There's also no evidence that pornography exposure causes people to "build up a tolerance" to it and need "harder stuff." As the article points out, fundamentalists like to argue on the basis of the addiction model that developing a tolerance for adult porn leads people to seek out child porn, but that's nonsense too. Pedophiles are attracted to children, and are the only people interested in child porn. Normal adults don't find children sexually attractive at all, and no matter how much adult pornography they watch, that's not going to change.

And as a point, the abuse-tolerance-withdrawal model doesn't even work with a lot of drugs. It was primarily developed from studying alcohol and opiates, which do behave like that for chronic abusers. But if it doesn't even work for the majority of drugs, how much success would you expect it to have when applied to conditioned behaviors? Here's a hint - the biochemical effects of opiates and alcohol are not caused by a "depletion of dopamine receptors," though that can be caused by different drugs that attack on the receptors directly.

All of the arguments for the "porn addiction" model are straight-up pseudoscience, and keep in mind I'm saying that as a sorcerer. Unfortunately, a lot of people have been taken in by them, and not just fundamentalist Christians. There are number of otherwise very liberal folks who buy the fundamentalist addiction model without applying any critical thinking to its tenets, and thus find themselves allied with conservative Christians on this issue. But the model needs to be questioned with real research, and every time somebody runs an unbiased study, the results do not support it.

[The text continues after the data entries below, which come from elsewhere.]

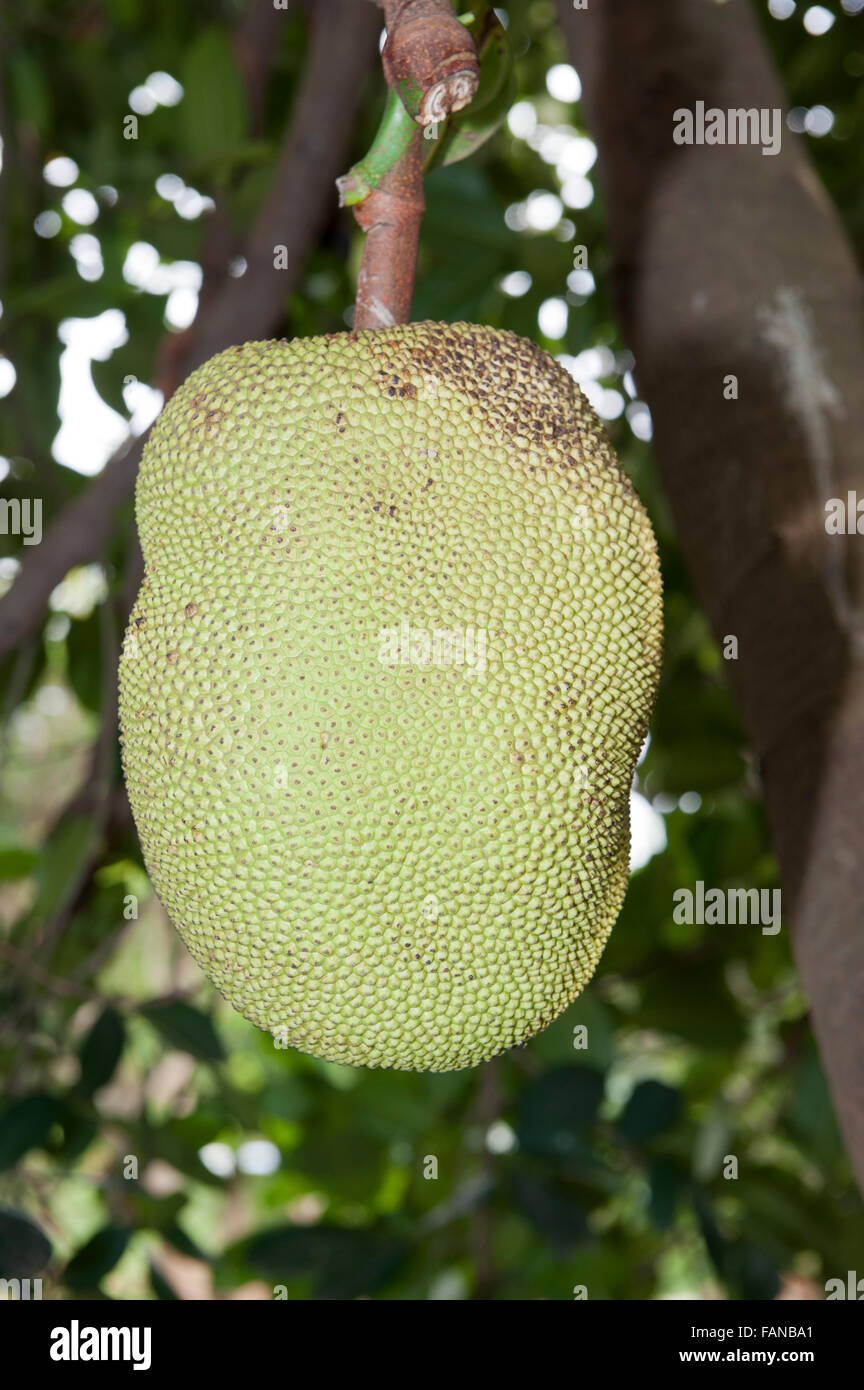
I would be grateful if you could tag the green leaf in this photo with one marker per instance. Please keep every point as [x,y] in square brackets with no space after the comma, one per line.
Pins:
[559,1109]
[552,1209]
[24,1247]
[97,1258]
[666,1184]
[214,106]
[17,863]
[61,862]
[186,1029]
[25,1125]
[102,1051]
[342,1264]
[650,1109]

Given all that, there really is no utilitarian argument for banning pornography created by consenting adults for consenting adults. So it's entirely a religious issue, which means that it should never be enacted into law. Is it really so hard to just refrain from viewing it if your religion prohibits it? Why should anybody else's consensual sexual behavior be your business? If we can ever get these folks to the point where they understand this simple principle, the world will be a much better and happier place.